Ventas CEO Debra Cafaro describes how she takes steps to diversify tenant exposure and clean up the firm's balance sheet to consistently create shareholder value.

Ventas CEO: Reducing Risk Creates Total Return

Jason Ren: I am Jason Ren, REIT analyst with Morningstar. Joining me today is, Philip Martin, REIT strategist with Morningstar and chairman and CEO of Ventas, Deb Cafaro. Ventas is a narrow-moat health-care REIT that we cover. Thank you for being here.

Debra Cafaro: It's my pleasure.

Ren: Ventas has built a quite tremendous total return during the last decade, and it's sometimes been held up as a poster child of building wealth through splitting property operations, PropCo/OpCo, and while others have tried, very few have succeeded.
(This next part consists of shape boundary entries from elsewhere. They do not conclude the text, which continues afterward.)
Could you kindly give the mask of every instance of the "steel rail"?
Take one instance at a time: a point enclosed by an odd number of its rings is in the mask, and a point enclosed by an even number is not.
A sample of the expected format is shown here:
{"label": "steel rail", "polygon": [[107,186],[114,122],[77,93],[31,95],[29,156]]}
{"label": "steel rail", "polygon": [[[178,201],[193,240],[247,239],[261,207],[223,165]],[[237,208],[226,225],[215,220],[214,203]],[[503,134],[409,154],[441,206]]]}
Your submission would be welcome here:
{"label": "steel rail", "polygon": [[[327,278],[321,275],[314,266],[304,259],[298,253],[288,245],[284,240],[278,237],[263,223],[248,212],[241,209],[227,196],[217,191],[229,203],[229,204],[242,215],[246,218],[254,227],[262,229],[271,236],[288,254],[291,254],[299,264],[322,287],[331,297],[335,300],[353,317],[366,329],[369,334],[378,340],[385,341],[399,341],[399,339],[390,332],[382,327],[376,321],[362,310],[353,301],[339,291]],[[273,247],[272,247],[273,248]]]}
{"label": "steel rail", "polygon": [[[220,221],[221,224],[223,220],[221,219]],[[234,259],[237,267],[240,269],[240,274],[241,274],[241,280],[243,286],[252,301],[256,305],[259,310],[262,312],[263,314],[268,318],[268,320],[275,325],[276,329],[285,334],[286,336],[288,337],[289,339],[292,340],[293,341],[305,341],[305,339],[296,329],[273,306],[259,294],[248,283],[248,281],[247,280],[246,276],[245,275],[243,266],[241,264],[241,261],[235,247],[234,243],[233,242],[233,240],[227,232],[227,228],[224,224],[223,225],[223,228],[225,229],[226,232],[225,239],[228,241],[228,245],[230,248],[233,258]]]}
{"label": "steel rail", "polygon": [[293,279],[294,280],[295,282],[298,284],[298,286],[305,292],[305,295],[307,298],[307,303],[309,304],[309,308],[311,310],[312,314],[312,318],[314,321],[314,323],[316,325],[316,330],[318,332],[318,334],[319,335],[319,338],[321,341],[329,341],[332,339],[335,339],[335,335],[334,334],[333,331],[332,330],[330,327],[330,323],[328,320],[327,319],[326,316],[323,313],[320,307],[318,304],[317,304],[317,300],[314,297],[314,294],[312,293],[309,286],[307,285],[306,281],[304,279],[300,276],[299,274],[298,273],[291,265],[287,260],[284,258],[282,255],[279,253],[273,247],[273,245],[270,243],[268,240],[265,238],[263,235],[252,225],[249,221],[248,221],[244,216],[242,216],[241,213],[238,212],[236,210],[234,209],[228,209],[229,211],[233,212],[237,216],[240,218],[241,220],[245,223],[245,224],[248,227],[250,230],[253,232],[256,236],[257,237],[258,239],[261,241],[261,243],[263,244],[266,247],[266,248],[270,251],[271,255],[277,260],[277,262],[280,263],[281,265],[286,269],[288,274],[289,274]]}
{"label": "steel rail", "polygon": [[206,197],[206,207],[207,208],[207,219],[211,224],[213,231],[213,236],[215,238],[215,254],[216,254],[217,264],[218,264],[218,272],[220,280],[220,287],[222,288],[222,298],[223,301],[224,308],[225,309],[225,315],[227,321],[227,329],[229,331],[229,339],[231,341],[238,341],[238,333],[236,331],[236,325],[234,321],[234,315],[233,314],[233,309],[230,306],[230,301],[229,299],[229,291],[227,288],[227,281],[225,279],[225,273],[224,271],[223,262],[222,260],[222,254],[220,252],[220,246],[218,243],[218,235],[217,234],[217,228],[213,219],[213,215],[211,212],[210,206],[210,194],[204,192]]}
I was wondering, what do you view as the keys toward a successful PropCo/OpCo split?

Cafaro: Yes, Ventas started out 12 years ago or 13 years ago separating what was then the largest vertically integrated owner/operator of long-term care in the United States. We had a single tenant essentially in the early days. The key to PropCo/OpCo wealth creation is that we were able to adopt and execute a growth and diversification play-in over the years.

It was heralded it as a very smart strategy, but it's very common-sense, which is, we had a single tenant and no matter how good the tenant was, we knew that we had to have more tenant relationships. We knew that, it was important to diversify effectively. We knew that our single tenant was in the nursing home and hospital business. So, it was important to expand that to other kinds of asset types within health care. And now Ventas is really 70% private pay net operating income, so we've diversified in that way, as well.

We knew that we had to change our balance sheet at that point in time. We really had access to a single source of capital which was really the bank market, and so understood that as a REIT, we had really to rely on multiple capital markets. So, we really embarked on a strategy of growth and diversification at that time.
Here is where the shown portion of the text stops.